/ 14 October 2023

SMMEs lose R49 million annually to cyber breaches


October is Cybersecurity Awareness Month and experts in the insurance field say 90% of African businesses are operating without the necessary protocols, putting themselves and their clients at risk of massive reputational and financial losses. 

The IBM annual Cost of a Data Breach Report shows that breaches have set back local companies an average of over R49 million each year in South Africa, yet many businesses still ignore the threat.

A report by cybersecurity company Kaspersky said spyware attacks in South Africa increased by 18.8% between the last quarter of 2022 and first quarter of 2023 and were up 12.9% and 14.6% in Kenya and Nigeria, respectively.

Commercial partner at King Price Insurance George Parrott said cybercrime has become one of the biggest risks to business survival in the country’s small, medium and micro enterprises (SMME) sector.

“Businesses, especially in the SMME sector, are more prone to attacks as what they spend on firewalls and security solutions just can not match the tools that cybercriminals have at their disposal. 

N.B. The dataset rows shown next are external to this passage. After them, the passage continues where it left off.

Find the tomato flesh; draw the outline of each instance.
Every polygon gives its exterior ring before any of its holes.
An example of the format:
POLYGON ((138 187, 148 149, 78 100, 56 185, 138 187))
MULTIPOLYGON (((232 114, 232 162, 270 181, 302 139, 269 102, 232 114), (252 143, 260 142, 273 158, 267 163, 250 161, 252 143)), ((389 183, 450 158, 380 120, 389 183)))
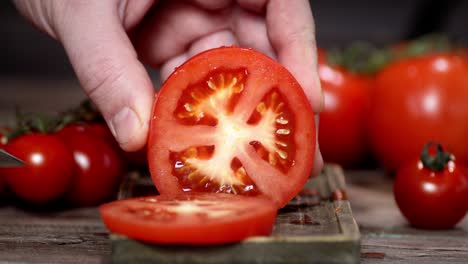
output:
POLYGON ((150 129, 150 171, 163 194, 267 194, 283 206, 312 169, 315 123, 302 88, 250 49, 214 49, 176 69, 150 129))
POLYGON ((271 233, 275 205, 265 197, 190 193, 149 196, 100 207, 107 228, 152 243, 223 244, 271 233))
POLYGON ((242 74, 210 75, 202 84, 186 89, 179 100, 174 115, 181 123, 217 127, 218 133, 213 146, 171 153, 173 173, 184 190, 258 194, 242 162, 231 155, 232 149, 246 143, 282 172, 287 172, 292 165, 294 142, 290 135, 294 118, 277 91, 265 95, 247 122, 232 114, 244 87, 241 80, 245 79, 246 72, 239 72, 242 74), (259 130, 265 134, 256 135, 259 130), (197 182, 195 186, 194 182, 197 182))

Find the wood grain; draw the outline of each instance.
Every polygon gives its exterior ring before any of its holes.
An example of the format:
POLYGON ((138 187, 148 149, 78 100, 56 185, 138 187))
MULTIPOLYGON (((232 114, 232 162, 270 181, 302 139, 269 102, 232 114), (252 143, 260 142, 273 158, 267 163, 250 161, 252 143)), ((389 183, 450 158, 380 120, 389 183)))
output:
POLYGON ((108 263, 96 208, 40 212, 0 207, 0 263, 108 263))

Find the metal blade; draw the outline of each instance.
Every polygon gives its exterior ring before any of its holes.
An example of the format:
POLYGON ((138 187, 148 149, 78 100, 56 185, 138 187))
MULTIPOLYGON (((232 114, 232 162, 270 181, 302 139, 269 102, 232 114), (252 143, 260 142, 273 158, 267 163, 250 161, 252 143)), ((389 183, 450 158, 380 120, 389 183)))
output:
POLYGON ((0 149, 0 167, 21 167, 24 165, 24 161, 11 155, 3 149, 0 149))

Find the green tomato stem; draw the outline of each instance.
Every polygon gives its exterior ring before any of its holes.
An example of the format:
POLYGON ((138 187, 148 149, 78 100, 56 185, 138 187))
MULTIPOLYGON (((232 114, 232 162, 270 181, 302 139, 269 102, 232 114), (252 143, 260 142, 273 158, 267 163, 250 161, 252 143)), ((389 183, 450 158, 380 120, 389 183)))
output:
POLYGON ((424 148, 421 152, 421 161, 427 169, 435 172, 440 172, 447 167, 449 161, 454 160, 455 157, 448 152, 445 152, 442 148, 442 145, 435 142, 428 142, 424 145, 424 148), (435 155, 429 153, 429 148, 431 146, 436 147, 435 155))

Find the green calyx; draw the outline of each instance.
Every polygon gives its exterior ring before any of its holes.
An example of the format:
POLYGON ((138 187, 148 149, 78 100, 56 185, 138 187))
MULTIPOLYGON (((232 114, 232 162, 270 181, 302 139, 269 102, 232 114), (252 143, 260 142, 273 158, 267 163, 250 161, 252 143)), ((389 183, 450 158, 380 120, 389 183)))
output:
POLYGON ((77 107, 60 113, 56 130, 58 131, 69 124, 81 122, 105 123, 104 117, 89 99, 84 100, 77 107))
POLYGON ((377 47, 369 42, 356 41, 343 48, 327 51, 327 60, 333 66, 340 66, 357 74, 375 74, 389 63, 431 52, 449 52, 457 45, 442 34, 429 34, 402 42, 395 46, 377 47))
POLYGON ((2 144, 21 135, 30 133, 52 133, 55 130, 57 118, 43 113, 24 113, 16 109, 16 124, 12 129, 2 130, 2 144))
POLYGON ((401 51, 394 54, 397 58, 409 58, 424 55, 430 52, 446 52, 455 49, 455 44, 442 34, 429 34, 411 40, 401 51))
POLYGON ((439 143, 429 142, 424 145, 423 151, 421 152, 421 161, 425 168, 440 172, 447 167, 449 161, 454 160, 455 157, 448 152, 445 152, 439 143), (436 153, 431 155, 429 149, 435 146, 436 153))
POLYGON ((358 41, 343 49, 329 50, 327 60, 353 73, 374 74, 390 62, 390 55, 386 49, 358 41))
POLYGON ((89 100, 58 114, 25 113, 16 108, 16 124, 12 129, 2 129, 2 144, 30 133, 54 133, 63 127, 80 122, 104 122, 96 106, 89 100))

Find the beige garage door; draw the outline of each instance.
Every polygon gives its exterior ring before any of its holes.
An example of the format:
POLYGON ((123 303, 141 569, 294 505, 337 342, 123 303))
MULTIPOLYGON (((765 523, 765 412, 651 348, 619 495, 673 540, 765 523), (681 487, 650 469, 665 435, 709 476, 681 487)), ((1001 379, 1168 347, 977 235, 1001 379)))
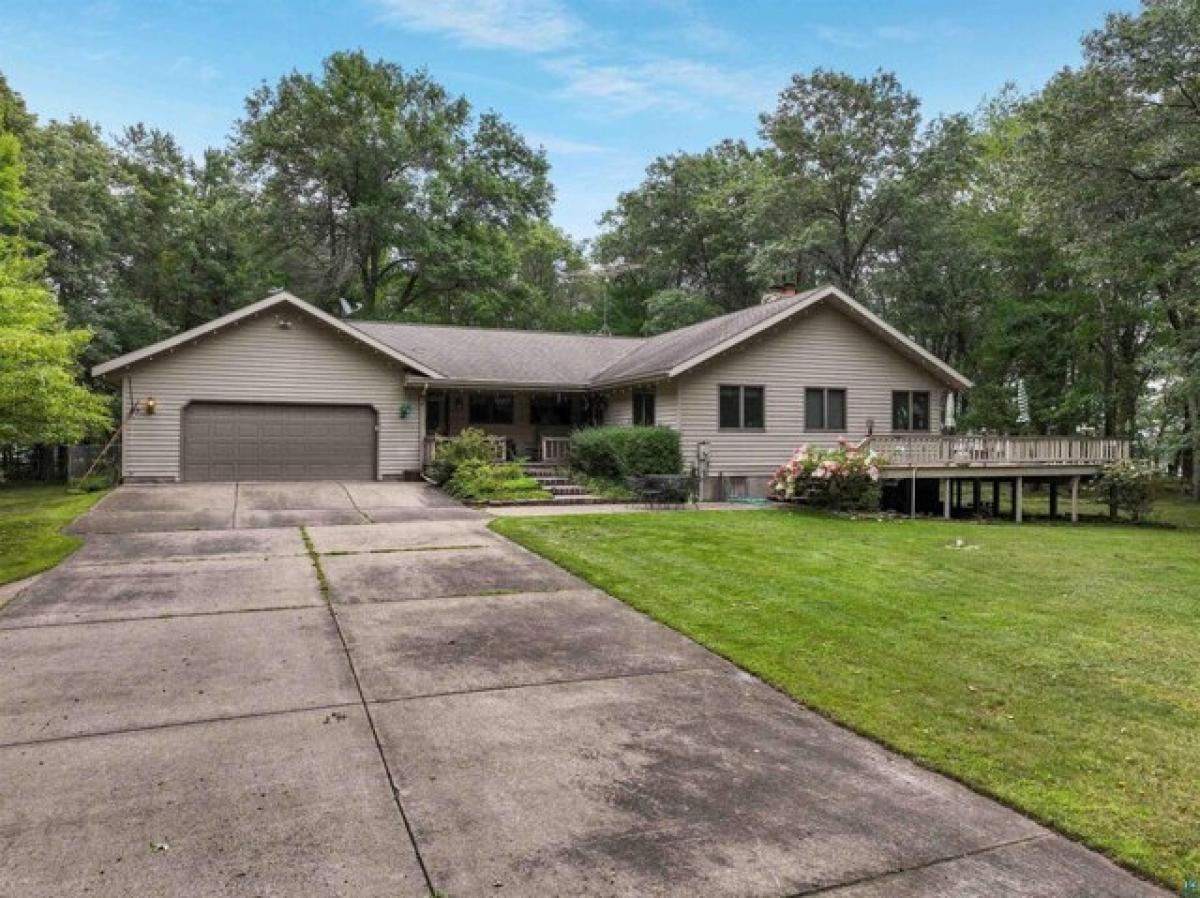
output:
POLYGON ((194 402, 183 411, 184 480, 374 477, 374 409, 194 402))

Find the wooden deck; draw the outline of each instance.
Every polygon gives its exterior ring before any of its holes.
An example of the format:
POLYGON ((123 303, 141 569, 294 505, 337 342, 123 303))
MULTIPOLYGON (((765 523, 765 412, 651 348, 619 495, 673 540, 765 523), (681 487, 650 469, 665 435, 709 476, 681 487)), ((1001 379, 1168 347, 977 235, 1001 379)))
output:
POLYGON ((960 476, 1003 475, 1003 469, 1100 468, 1129 457, 1128 441, 1107 437, 873 436, 866 445, 882 456, 887 469, 961 470, 960 476))
POLYGON ((885 478, 911 480, 908 505, 914 516, 918 480, 941 481, 940 503, 947 520, 962 505, 963 481, 973 481, 971 507, 978 508, 980 483, 990 480, 994 496, 1002 482, 1009 485, 1012 517, 1018 523, 1027 480, 1049 484, 1051 516, 1056 514, 1059 485, 1068 485, 1070 518, 1077 521, 1080 480, 1129 458, 1129 442, 1108 437, 878 436, 868 439, 864 448, 881 456, 885 478))

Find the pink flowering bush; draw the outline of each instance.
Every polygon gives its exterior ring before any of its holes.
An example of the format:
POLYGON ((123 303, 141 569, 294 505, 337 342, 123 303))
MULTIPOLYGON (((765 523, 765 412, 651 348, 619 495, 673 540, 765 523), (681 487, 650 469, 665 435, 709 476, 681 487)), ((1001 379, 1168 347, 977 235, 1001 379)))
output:
POLYGON ((845 437, 836 449, 801 446, 768 481, 772 495, 839 511, 879 509, 879 456, 845 437))

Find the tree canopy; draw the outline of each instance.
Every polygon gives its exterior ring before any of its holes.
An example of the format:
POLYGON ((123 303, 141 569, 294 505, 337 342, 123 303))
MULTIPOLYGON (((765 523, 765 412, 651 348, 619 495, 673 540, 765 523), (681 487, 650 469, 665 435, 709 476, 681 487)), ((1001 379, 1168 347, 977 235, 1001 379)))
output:
POLYGON ((90 334, 64 326, 44 260, 20 233, 33 217, 22 174, 20 143, 0 132, 0 446, 74 442, 104 431, 108 401, 77 381, 90 334))
POLYGON ((361 52, 256 91, 239 134, 289 281, 367 317, 486 306, 516 271, 513 232, 549 214, 545 156, 511 125, 361 52))

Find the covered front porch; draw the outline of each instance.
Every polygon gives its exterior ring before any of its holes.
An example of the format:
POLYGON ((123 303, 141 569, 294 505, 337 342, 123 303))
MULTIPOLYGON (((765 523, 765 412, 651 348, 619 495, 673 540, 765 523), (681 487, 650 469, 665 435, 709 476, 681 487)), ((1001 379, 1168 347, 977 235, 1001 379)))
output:
POLYGON ((422 465, 468 427, 488 434, 497 461, 565 464, 571 431, 603 421, 603 396, 584 390, 428 390, 422 401, 422 465))

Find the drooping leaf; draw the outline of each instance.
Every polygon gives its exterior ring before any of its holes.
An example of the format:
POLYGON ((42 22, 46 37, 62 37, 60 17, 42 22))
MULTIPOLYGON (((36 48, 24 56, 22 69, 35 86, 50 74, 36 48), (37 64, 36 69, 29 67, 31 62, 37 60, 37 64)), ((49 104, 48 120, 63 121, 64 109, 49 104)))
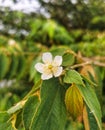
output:
POLYGON ((23 123, 26 130, 29 130, 32 123, 32 118, 37 111, 39 105, 38 96, 32 96, 26 102, 23 109, 23 123))
POLYGON ((48 36, 52 39, 54 37, 57 24, 54 21, 49 20, 42 28, 43 33, 48 33, 48 36))
POLYGON ((43 82, 41 104, 33 117, 31 130, 64 130, 66 121, 64 92, 58 79, 43 82))
POLYGON ((66 71, 64 82, 84 85, 81 75, 75 70, 66 71))
MULTIPOLYGON (((103 77, 102 77, 102 73, 104 72, 103 70, 101 71, 101 69, 99 67, 94 67, 95 68, 95 72, 96 72, 96 77, 97 77, 97 87, 95 88, 95 91, 96 91, 96 94, 97 94, 97 97, 100 101, 100 104, 102 105, 103 104, 103 101, 102 101, 102 96, 103 96, 103 86, 104 86, 104 82, 103 81, 103 77)), ((103 68, 104 69, 104 68, 103 68)), ((105 77, 105 75, 104 75, 105 77)))
POLYGON ((14 54, 11 55, 11 64, 8 73, 6 74, 6 78, 13 78, 17 74, 18 68, 18 57, 14 54))
POLYGON ((26 70, 26 60, 23 55, 18 56, 18 67, 17 67, 17 75, 16 78, 20 79, 24 76, 26 70))
POLYGON ((75 84, 72 84, 66 91, 65 104, 69 115, 76 119, 83 112, 83 98, 75 84))
POLYGON ((99 104, 99 101, 97 99, 96 93, 93 89, 93 87, 88 84, 86 82, 86 87, 83 87, 82 85, 77 85, 78 89, 81 92, 81 95, 84 98, 85 103, 87 104, 87 106, 90 109, 90 112, 93 113, 96 122, 98 124, 99 130, 102 130, 102 126, 101 126, 101 117, 102 117, 102 113, 101 113, 101 107, 99 104))
POLYGON ((0 53, 0 79, 4 78, 6 75, 8 69, 9 69, 9 58, 3 54, 0 53))

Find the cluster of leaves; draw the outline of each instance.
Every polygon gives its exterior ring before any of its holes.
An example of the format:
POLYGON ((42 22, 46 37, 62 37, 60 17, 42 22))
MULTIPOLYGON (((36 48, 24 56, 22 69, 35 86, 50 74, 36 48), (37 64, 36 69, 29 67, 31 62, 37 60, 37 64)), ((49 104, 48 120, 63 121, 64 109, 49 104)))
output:
MULTIPOLYGON (((1 91, 0 98, 4 100, 0 102, 2 106, 0 110, 8 110, 0 112, 0 129, 83 130, 85 128, 101 130, 102 115, 99 101, 103 105, 102 80, 105 77, 105 70, 101 70, 102 74, 100 74, 100 70, 95 72, 95 68, 91 65, 74 70, 73 65, 75 67, 75 64, 84 61, 78 59, 78 56, 68 46, 52 46, 60 43, 69 45, 73 42, 69 33, 54 21, 35 20, 31 26, 30 35, 26 37, 26 41, 22 41, 20 44, 15 41, 11 44, 8 38, 0 37, 0 80, 16 79, 19 87, 23 86, 20 83, 21 80, 27 80, 25 90, 27 90, 27 86, 32 87, 34 84, 30 92, 28 89, 27 96, 10 109, 8 107, 19 101, 20 97, 8 93, 4 98, 7 91, 5 93, 1 91), (59 39, 60 36, 62 36, 61 39, 59 39), (35 43, 31 39, 34 39, 35 43), (52 47, 47 48, 37 42, 52 47), (35 70, 34 65, 41 60, 40 55, 44 51, 50 51, 54 56, 63 57, 64 75, 59 79, 53 78, 43 82, 40 80, 40 74, 35 70), (32 84, 28 84, 29 82, 32 84), (98 86, 93 87, 96 86, 93 82, 98 86), (13 100, 9 101, 10 98, 13 100)), ((104 50, 104 33, 95 35, 95 40, 91 37, 91 33, 82 34, 83 31, 75 31, 71 36, 75 39, 74 42, 82 36, 81 40, 88 41, 88 47, 90 47, 87 49, 86 44, 77 42, 77 46, 71 44, 74 50, 84 50, 84 55, 88 56, 97 53, 104 55, 104 51, 99 50, 99 48, 104 50)), ((12 91, 14 92, 14 90, 12 91)), ((22 92, 23 90, 21 90, 22 92)))
MULTIPOLYGON (((20 2, 17 0, 13 0, 13 2, 14 1, 16 3, 20 2)), ((67 29, 70 28, 85 28, 85 29, 90 28, 100 30, 105 29, 104 0, 99 1, 77 0, 75 2, 73 2, 72 0, 68 1, 48 0, 47 2, 45 0, 37 0, 37 1, 40 7, 38 8, 37 11, 33 11, 30 14, 16 13, 15 11, 13 13, 10 9, 8 8, 4 9, 2 7, 3 9, 2 8, 0 9, 1 10, 0 13, 3 14, 0 16, 0 18, 3 21, 2 23, 4 23, 5 25, 9 23, 9 26, 13 24, 15 27, 17 26, 16 27, 17 29, 20 27, 25 27, 25 29, 27 29, 30 19, 32 20, 33 17, 39 17, 39 16, 45 17, 45 15, 40 13, 41 9, 43 8, 45 9, 45 12, 49 14, 50 18, 58 21, 61 25, 65 26, 67 29)))
MULTIPOLYGON (((25 44, 26 46, 26 44, 25 44)), ((33 85, 29 81, 30 66, 41 46, 21 46, 17 41, 0 36, 0 110, 6 110, 18 102, 33 85), (28 64, 28 65, 27 65, 28 64)))
POLYGON ((63 26, 70 28, 105 29, 104 0, 48 1, 39 0, 42 7, 63 26), (100 5, 100 6, 99 6, 100 5), (55 10, 58 10, 55 12, 55 10))
POLYGON ((101 107, 95 92, 101 87, 96 87, 95 83, 99 81, 93 66, 88 65, 87 69, 84 66, 77 71, 72 68, 80 61, 72 50, 53 47, 49 51, 63 57, 64 74, 42 81, 34 69, 41 55, 35 58, 30 70, 34 86, 19 103, 0 112, 0 129, 102 130, 101 107))
POLYGON ((57 24, 53 20, 35 20, 31 24, 31 33, 27 37, 28 40, 41 42, 47 46, 68 45, 73 43, 73 38, 69 35, 68 31, 57 24))
MULTIPOLYGON (((30 49, 34 51, 35 49, 32 46, 35 46, 36 43, 41 43, 42 45, 48 47, 52 45, 70 45, 74 51, 81 51, 85 56, 105 55, 104 31, 71 30, 68 32, 64 27, 60 26, 53 20, 41 20, 34 18, 30 20, 28 26, 28 31, 30 31, 30 33, 27 36, 24 35, 24 43, 21 44, 25 44, 25 49, 27 51, 29 50, 27 49, 27 46, 29 48, 31 47, 30 49)), ((20 29, 22 28, 20 27, 20 29)), ((19 31, 15 36, 12 35, 12 37, 20 40, 21 42, 22 37, 20 34, 18 35, 18 33, 19 31)), ((2 41, 0 44, 8 41, 8 39, 3 38, 3 36, 0 36, 0 40, 2 41)))
POLYGON ((7 48, 0 48, 0 80, 1 79, 13 79, 17 76, 17 79, 23 77, 26 63, 25 57, 22 54, 21 48, 18 44, 14 46, 8 45, 7 48), (20 53, 20 54, 19 54, 20 53))
POLYGON ((2 26, 4 29, 1 30, 1 33, 6 36, 12 36, 18 40, 26 39, 28 41, 41 42, 48 46, 52 44, 67 45, 73 42, 72 37, 65 27, 60 26, 53 20, 33 18, 31 14, 27 16, 18 11, 8 11, 3 14, 1 15, 1 19, 3 19, 2 26))
MULTIPOLYGON (((75 4, 70 0, 40 2, 51 17, 67 29, 105 28, 103 0, 87 3, 78 0, 75 4)), ((12 83, 11 87, 0 88, 0 110, 5 110, 0 112, 0 129, 102 130, 105 69, 87 64, 75 69, 75 64, 84 61, 78 59, 69 47, 56 45, 68 45, 85 56, 105 55, 105 33, 87 30, 71 30, 69 33, 51 19, 37 19, 35 13, 13 12, 8 8, 0 13, 0 22, 4 26, 1 33, 20 40, 19 44, 8 44, 8 38, 0 36, 0 83, 12 79, 18 84, 18 87, 12 83), (59 78, 41 81, 34 65, 41 60, 44 51, 63 57, 64 73, 59 78)))
POLYGON ((84 56, 105 56, 105 32, 90 30, 72 30, 70 35, 75 44, 71 48, 78 52, 81 51, 84 56))

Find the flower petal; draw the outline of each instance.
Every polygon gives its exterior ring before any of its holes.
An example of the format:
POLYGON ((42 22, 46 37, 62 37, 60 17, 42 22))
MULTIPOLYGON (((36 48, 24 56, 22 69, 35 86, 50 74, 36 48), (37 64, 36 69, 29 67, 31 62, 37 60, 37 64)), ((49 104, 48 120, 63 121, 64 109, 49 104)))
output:
POLYGON ((53 77, 52 73, 50 73, 50 74, 45 74, 45 73, 43 73, 43 74, 41 75, 41 79, 42 79, 42 80, 47 80, 47 79, 50 79, 50 78, 52 78, 52 77, 53 77))
POLYGON ((42 60, 44 63, 51 63, 52 62, 52 54, 50 52, 43 53, 42 60))
POLYGON ((57 68, 55 68, 55 69, 53 70, 54 76, 55 76, 55 77, 60 76, 61 73, 62 73, 62 71, 63 71, 63 67, 57 67, 57 68))
POLYGON ((35 69, 38 71, 38 72, 40 72, 40 73, 43 73, 43 71, 44 71, 44 64, 42 64, 42 63, 37 63, 36 65, 35 65, 35 69))
POLYGON ((53 64, 54 66, 60 66, 62 64, 62 56, 55 56, 53 64))

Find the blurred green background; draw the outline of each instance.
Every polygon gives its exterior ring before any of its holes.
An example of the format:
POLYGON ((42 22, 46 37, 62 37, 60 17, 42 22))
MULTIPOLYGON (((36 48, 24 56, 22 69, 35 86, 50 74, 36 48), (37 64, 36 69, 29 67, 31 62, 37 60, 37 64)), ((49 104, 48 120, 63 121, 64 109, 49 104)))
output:
MULTIPOLYGON (((0 111, 35 84, 38 55, 65 48, 105 64, 105 0, 1 0, 0 111)), ((105 67, 98 69, 105 122, 105 67)))

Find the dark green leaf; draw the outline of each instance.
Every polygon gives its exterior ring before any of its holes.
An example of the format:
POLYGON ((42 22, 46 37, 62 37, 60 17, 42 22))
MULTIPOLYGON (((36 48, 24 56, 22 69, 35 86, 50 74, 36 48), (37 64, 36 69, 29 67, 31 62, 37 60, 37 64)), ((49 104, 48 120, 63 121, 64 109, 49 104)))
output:
POLYGON ((6 78, 13 78, 17 74, 18 57, 14 54, 11 55, 11 64, 6 78))
POLYGON ((9 59, 8 57, 1 53, 0 54, 0 79, 4 78, 5 74, 8 71, 8 66, 9 66, 9 59))
POLYGON ((96 122, 96 119, 93 115, 93 112, 91 112, 91 110, 89 109, 89 107, 87 106, 86 107, 87 109, 87 113, 88 113, 88 120, 89 120, 89 127, 90 127, 90 130, 99 130, 98 129, 98 124, 96 122))
POLYGON ((0 130, 13 130, 10 116, 6 112, 0 112, 0 130))
POLYGON ((96 96, 96 93, 95 93, 93 87, 86 82, 86 87, 83 87, 82 85, 78 85, 78 88, 84 98, 84 101, 86 102, 87 106, 90 109, 90 113, 93 113, 93 115, 97 121, 99 129, 102 130, 101 107, 100 107, 99 101, 97 99, 97 96, 96 96))
POLYGON ((32 118, 37 111, 39 105, 39 99, 37 96, 32 96, 26 102, 23 109, 23 122, 26 130, 29 130, 29 127, 32 122, 32 118))
POLYGON ((17 79, 20 79, 24 76, 25 70, 26 70, 26 61, 25 57, 23 55, 18 56, 18 67, 17 67, 17 79))
POLYGON ((31 130, 64 130, 66 121, 64 92, 58 79, 43 82, 41 104, 33 117, 31 130))
POLYGON ((9 119, 9 114, 7 112, 0 112, 0 124, 9 119))

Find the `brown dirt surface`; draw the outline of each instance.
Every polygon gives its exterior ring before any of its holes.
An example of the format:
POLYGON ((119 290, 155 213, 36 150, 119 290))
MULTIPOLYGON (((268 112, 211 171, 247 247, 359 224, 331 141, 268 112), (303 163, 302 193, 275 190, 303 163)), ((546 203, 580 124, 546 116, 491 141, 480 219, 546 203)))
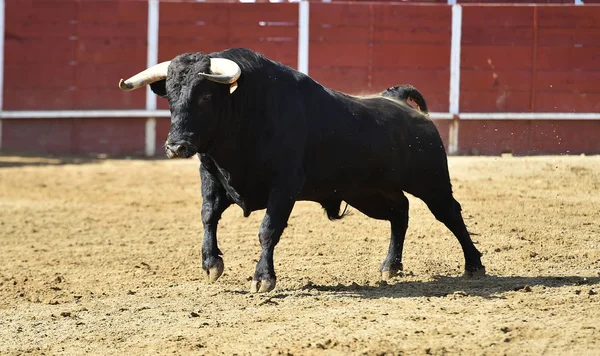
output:
POLYGON ((0 354, 600 355, 600 157, 451 157, 488 276, 415 198, 387 222, 298 203, 276 289, 248 293, 263 211, 231 207, 201 269, 198 160, 0 156, 0 354))

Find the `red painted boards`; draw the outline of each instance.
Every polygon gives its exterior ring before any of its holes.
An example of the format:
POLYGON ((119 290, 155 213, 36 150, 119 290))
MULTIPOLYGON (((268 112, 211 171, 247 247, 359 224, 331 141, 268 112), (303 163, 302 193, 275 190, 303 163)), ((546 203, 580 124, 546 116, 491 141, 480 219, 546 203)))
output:
POLYGON ((2 151, 56 155, 143 155, 145 119, 2 121, 2 151))
POLYGON ((145 66, 147 12, 142 1, 7 0, 4 109, 143 108, 143 92, 117 84, 145 66))
MULTIPOLYGON (((298 59, 298 4, 164 2, 159 61, 187 52, 246 47, 292 68, 298 59)), ((168 107, 165 100, 159 108, 168 107)))
POLYGON ((531 7, 463 7, 461 112, 529 111, 533 16, 531 7))
POLYGON ((399 3, 312 3, 309 75, 351 94, 410 83, 448 111, 451 9, 399 3))
POLYGON ((462 120, 459 154, 594 154, 598 120, 462 120))

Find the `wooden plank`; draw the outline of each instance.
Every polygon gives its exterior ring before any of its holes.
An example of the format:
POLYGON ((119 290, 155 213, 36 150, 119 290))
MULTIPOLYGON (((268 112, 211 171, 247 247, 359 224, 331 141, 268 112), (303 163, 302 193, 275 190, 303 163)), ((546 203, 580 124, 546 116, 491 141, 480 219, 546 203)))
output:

“Some business owners may mistakenly think that, because they store their sensitive data in the cloud, the cloud platform operator is responsible for that data but that isn’t the case,” said Parrott.

He shared some tips and highlighted the importance of being proactive to ensure that the correct processes and protections are in place.

He said awareness is the most important aspect of cybersecurity. 

“You can have all the security and firewalls in the world but they count for nothing if one employee clicks on a dodgy link in an SMS or an email. 

“I cannot stress how important it is to not only have a strong remote working security policy, but also to constantly keep security top of mind with every single employee.” 

Parrot said businesses must update their security software and install it correctly.

“When your device is in the office, and connected to the company network, security updates are installed automatically. 

“Away from the office, it is the ‘Wild West’, with many remote employees either postponing, or altogether avoiding, installing updates. You have to make it as easy as possible for your people to stay updated, otherwise you are putting yourself at risk,” he said.

Businesses should not wait for an attack to happen before action is taken.

“Good password hygiene, multi-factor authentication, training, back-ups, awareness and cyber insurance can all help to mitigate the impact of a cyberattack and these days it is best to make use of as many of these tools as possible.

“This highlights the need for continuous training of employees but, even here, training can only go so far. The fact is that cybercriminals are constantly improving their methods of attack and compromise through the use of emerging and ever-evolving technologies.”